Den schönen Schein nicht wahren
Leichtathletik-Funktionär Prokop widerspricht Thomas Bach in Sachen Russland
FRANKFURT (SID) - Clemens Prokop vermutet, dass das Internationale Olympische Komitee (IOC) und dessen Präsident Thomas Bach in der Russland-Frage zum Schutz von Eigeninteressen die rechtlichen Möglichkeiten nicht ausschöpfen.

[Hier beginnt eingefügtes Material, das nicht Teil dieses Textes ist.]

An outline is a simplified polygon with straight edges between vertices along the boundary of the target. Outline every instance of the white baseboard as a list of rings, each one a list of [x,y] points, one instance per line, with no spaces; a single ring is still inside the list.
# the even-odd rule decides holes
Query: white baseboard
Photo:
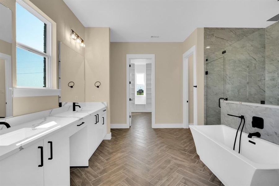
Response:
[[[183,128],[183,123],[163,123],[159,124],[155,123],[152,126],[153,128]]]
[[[109,140],[111,139],[111,133],[109,134],[107,134],[104,137],[104,140]]]
[[[111,124],[111,129],[129,129],[130,126],[127,124]]]

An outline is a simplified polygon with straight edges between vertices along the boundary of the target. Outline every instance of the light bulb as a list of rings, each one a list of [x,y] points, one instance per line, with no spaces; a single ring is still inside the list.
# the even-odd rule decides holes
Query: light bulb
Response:
[[[72,39],[75,39],[75,37],[76,36],[76,34],[73,31],[71,33],[71,38]]]

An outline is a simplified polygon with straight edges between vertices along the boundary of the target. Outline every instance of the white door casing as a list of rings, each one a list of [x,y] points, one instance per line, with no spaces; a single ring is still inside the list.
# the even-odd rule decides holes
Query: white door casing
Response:
[[[198,110],[197,85],[197,61],[196,57],[196,46],[194,45],[183,54],[183,128],[189,128],[188,119],[188,59],[193,55],[193,84],[194,87],[194,125],[198,125]],[[195,86],[196,86],[195,87]]]

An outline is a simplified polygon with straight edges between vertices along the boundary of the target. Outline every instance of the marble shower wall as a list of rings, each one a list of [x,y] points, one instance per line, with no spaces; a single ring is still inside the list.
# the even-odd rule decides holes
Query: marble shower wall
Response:
[[[224,49],[224,96],[229,100],[265,100],[265,38],[261,29]]]
[[[266,104],[279,105],[279,22],[265,29]]]
[[[243,115],[245,119],[243,129],[244,132],[249,133],[259,132],[261,134],[262,139],[279,145],[279,107],[270,108],[268,107],[268,105],[264,106],[260,104],[254,106],[226,102],[221,102],[221,124],[237,129],[240,119],[227,114]],[[252,127],[253,116],[264,119],[263,129]]]
[[[208,73],[204,77],[204,122],[219,124],[219,98],[259,103],[265,99],[265,29],[205,28],[204,39]]]

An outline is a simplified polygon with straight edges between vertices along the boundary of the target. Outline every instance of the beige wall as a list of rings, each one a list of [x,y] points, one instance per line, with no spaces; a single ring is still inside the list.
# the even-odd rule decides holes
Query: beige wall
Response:
[[[56,39],[55,42],[56,46],[57,41],[61,41],[84,56],[84,48],[81,47],[79,44],[71,40],[70,34],[71,29],[73,29],[82,38],[84,38],[84,27],[63,1],[30,0],[30,1],[56,23]],[[12,11],[12,43],[11,46],[10,44],[3,41],[0,41],[0,52],[11,55],[13,86],[15,87],[16,86],[15,1],[0,0],[0,3],[7,7]],[[86,44],[86,42],[85,43]],[[11,48],[9,49],[11,47]],[[57,50],[58,50],[58,47]],[[57,57],[58,57],[58,56]],[[54,71],[55,71],[55,73],[58,73],[56,70]],[[57,80],[57,82],[58,81]],[[18,115],[57,107],[58,107],[57,97],[58,96],[38,96],[33,98],[31,98],[32,97],[14,98],[13,99],[14,115]],[[36,101],[29,101],[30,100],[36,100]],[[38,104],[38,103],[39,103],[40,104]]]
[[[188,119],[189,123],[194,123],[193,57],[193,55],[191,55],[188,58]]]
[[[86,28],[85,101],[107,103],[107,133],[110,132],[110,29],[108,27]],[[94,85],[101,82],[98,88]],[[92,99],[94,97],[94,100]]]
[[[182,42],[111,42],[111,123],[126,123],[126,55],[155,55],[155,123],[183,123]]]
[[[58,96],[27,97],[24,99],[17,97],[14,98],[13,102],[14,116],[16,116],[52,109],[57,104]]]
[[[6,116],[5,60],[0,59],[0,117]]]
[[[187,51],[196,45],[197,55],[197,95],[198,101],[198,124],[204,124],[204,71],[203,71],[203,28],[198,28],[183,42],[183,53]],[[193,101],[190,100],[190,101]]]

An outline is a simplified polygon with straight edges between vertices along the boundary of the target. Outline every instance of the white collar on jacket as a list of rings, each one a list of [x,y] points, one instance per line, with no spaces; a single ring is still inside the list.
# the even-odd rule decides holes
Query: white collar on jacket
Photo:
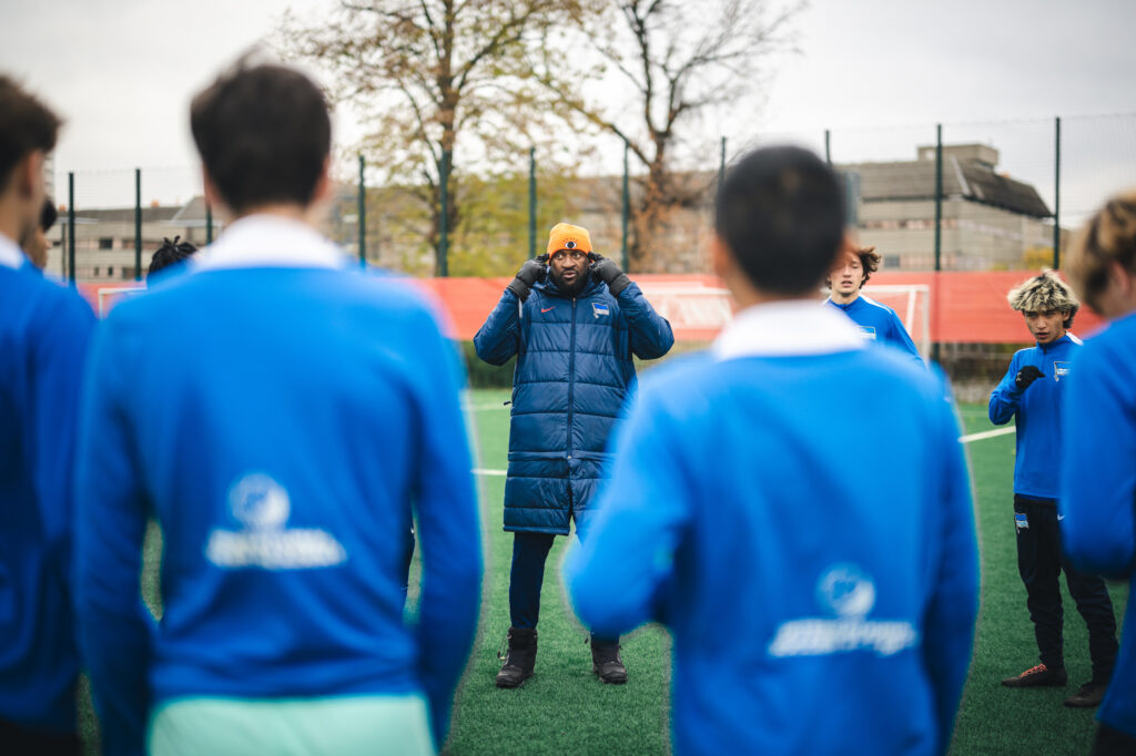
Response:
[[[713,343],[718,360],[744,356],[829,354],[864,348],[860,330],[832,308],[816,300],[787,300],[742,310]]]
[[[191,270],[217,268],[344,268],[348,257],[311,226],[281,216],[233,221],[220,238],[190,258]]]
[[[19,251],[16,243],[0,234],[0,266],[7,268],[19,268],[24,264],[24,253]]]

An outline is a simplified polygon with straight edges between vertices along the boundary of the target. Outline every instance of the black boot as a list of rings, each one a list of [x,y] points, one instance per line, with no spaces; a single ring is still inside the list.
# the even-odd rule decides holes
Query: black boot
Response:
[[[509,653],[498,672],[498,688],[519,688],[536,666],[536,629],[509,628]],[[501,658],[501,652],[498,652]]]
[[[608,684],[621,686],[627,682],[627,667],[619,657],[618,640],[596,640],[592,637],[592,672]]]

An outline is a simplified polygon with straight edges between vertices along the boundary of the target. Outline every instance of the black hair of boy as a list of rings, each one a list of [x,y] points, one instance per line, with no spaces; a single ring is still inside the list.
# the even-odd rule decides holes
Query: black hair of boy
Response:
[[[311,203],[332,145],[327,101],[299,72],[239,64],[193,98],[206,173],[235,215]]]
[[[726,173],[715,229],[757,288],[804,294],[824,279],[841,246],[844,188],[808,150],[755,150]]]
[[[61,121],[56,114],[24,92],[7,76],[0,76],[0,187],[25,156],[56,146]]]
[[[150,268],[145,271],[145,279],[150,278],[164,268],[176,266],[178,262],[198,251],[190,242],[179,241],[181,236],[175,236],[170,242],[165,236],[161,238],[162,245],[157,249],[150,258]]]

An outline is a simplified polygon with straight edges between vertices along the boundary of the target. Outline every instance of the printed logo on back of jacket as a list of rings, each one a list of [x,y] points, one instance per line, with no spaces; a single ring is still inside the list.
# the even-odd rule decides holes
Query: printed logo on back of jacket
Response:
[[[869,620],[876,585],[854,564],[834,564],[817,580],[817,604],[836,616],[790,620],[777,628],[770,656],[828,656],[871,650],[891,656],[914,646],[919,633],[903,620]]]
[[[206,558],[224,569],[309,570],[345,562],[346,549],[325,530],[287,528],[287,490],[262,472],[245,473],[228,489],[228,506],[241,530],[209,534]]]

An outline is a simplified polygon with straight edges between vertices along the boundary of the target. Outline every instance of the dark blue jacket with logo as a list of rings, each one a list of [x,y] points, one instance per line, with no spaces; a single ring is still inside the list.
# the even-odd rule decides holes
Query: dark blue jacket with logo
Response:
[[[504,486],[504,529],[568,535],[599,482],[604,447],[635,384],[632,355],[661,358],[675,343],[634,283],[613,296],[591,282],[576,297],[550,278],[524,303],[506,289],[474,336],[477,356],[517,355]]]

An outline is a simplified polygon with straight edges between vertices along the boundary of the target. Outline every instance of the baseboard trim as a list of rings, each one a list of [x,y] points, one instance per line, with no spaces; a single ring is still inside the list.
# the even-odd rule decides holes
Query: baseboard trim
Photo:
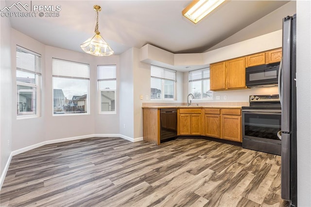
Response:
[[[9,169],[9,166],[10,166],[10,163],[11,163],[11,160],[12,159],[12,157],[13,157],[13,155],[11,152],[11,154],[10,154],[10,156],[9,156],[8,160],[6,161],[6,164],[5,164],[4,169],[3,169],[3,171],[1,174],[1,177],[0,177],[0,191],[1,191],[2,185],[3,184],[3,182],[4,182],[5,175],[6,175],[6,173],[8,172],[8,170]]]

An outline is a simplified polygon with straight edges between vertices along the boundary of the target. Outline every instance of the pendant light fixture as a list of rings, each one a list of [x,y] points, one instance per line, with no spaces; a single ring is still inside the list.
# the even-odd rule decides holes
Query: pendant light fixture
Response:
[[[100,6],[95,5],[94,10],[96,12],[96,25],[95,35],[80,45],[81,48],[86,53],[97,56],[108,56],[113,54],[113,50],[101,36],[98,31],[98,12],[102,11]]]

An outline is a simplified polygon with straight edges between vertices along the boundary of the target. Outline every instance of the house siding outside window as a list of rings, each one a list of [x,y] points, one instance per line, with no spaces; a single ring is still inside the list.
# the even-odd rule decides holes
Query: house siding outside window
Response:
[[[116,113],[116,65],[98,65],[97,77],[99,113]]]
[[[53,58],[53,114],[89,114],[88,64]]]
[[[189,72],[189,93],[195,99],[213,99],[213,93],[209,90],[209,68]]]

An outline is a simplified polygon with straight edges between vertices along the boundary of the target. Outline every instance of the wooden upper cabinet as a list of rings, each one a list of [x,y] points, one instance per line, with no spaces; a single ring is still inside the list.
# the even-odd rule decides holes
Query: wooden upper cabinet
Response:
[[[225,62],[210,64],[210,88],[211,91],[225,89]]]
[[[273,49],[266,52],[266,64],[281,61],[282,48]]]
[[[226,88],[246,88],[245,58],[229,60],[226,64]]]
[[[266,62],[265,52],[260,52],[249,55],[245,58],[245,67],[259,65],[264,64]]]

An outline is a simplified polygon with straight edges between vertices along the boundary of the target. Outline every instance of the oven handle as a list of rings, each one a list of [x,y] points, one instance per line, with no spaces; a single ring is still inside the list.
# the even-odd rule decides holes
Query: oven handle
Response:
[[[266,113],[267,112],[273,113],[280,113],[282,112],[282,110],[242,110],[243,112],[248,112],[251,113]],[[256,113],[255,113],[256,112]]]

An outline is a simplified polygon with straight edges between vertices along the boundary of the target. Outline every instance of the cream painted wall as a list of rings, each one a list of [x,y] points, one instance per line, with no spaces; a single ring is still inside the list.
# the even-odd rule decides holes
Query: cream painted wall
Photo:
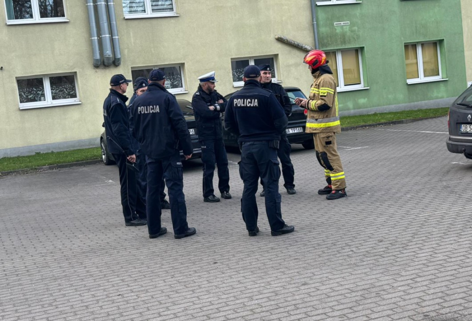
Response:
[[[177,98],[191,100],[199,76],[215,70],[225,95],[237,89],[232,58],[275,55],[284,85],[309,88],[305,53],[274,38],[314,46],[309,0],[176,0],[178,17],[135,19],[124,19],[121,1],[115,2],[122,64],[95,68],[85,0],[65,0],[68,22],[20,25],[5,24],[0,1],[0,43],[8,44],[0,46],[0,149],[98,138],[109,79],[130,77],[132,67],[184,64],[189,92]],[[81,104],[19,110],[16,77],[70,72],[77,73]]]
[[[466,56],[467,81],[472,81],[472,1],[461,0],[464,49]]]

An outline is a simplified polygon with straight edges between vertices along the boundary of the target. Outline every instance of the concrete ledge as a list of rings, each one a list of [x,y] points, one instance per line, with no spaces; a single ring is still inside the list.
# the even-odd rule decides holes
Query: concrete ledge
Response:
[[[14,175],[15,174],[25,174],[29,173],[34,173],[36,172],[43,172],[44,171],[49,171],[51,170],[59,170],[61,168],[68,168],[69,167],[75,167],[77,166],[87,166],[87,165],[91,165],[103,162],[103,161],[101,159],[94,159],[93,160],[76,162],[75,163],[67,163],[66,164],[59,164],[54,165],[41,166],[40,167],[34,167],[33,168],[25,169],[23,170],[16,170],[15,171],[0,172],[0,176],[7,176],[8,175]]]

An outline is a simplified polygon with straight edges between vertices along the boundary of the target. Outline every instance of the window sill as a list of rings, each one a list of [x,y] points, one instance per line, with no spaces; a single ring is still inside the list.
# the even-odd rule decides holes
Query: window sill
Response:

In einem Gastbeitrag in der „Frankfurter Allgemeinen Zeitung“(FAZ) fordert der Präsident des Deutschen Leichtathletik-Verbandes eine Suspendierung des russischen Nationalen Olympischen Komitees „bis zur Lösung seines Doping-Problems“und „zum Schutz aller betroffenen Athleten und von Fair-Play im Wettkampf“.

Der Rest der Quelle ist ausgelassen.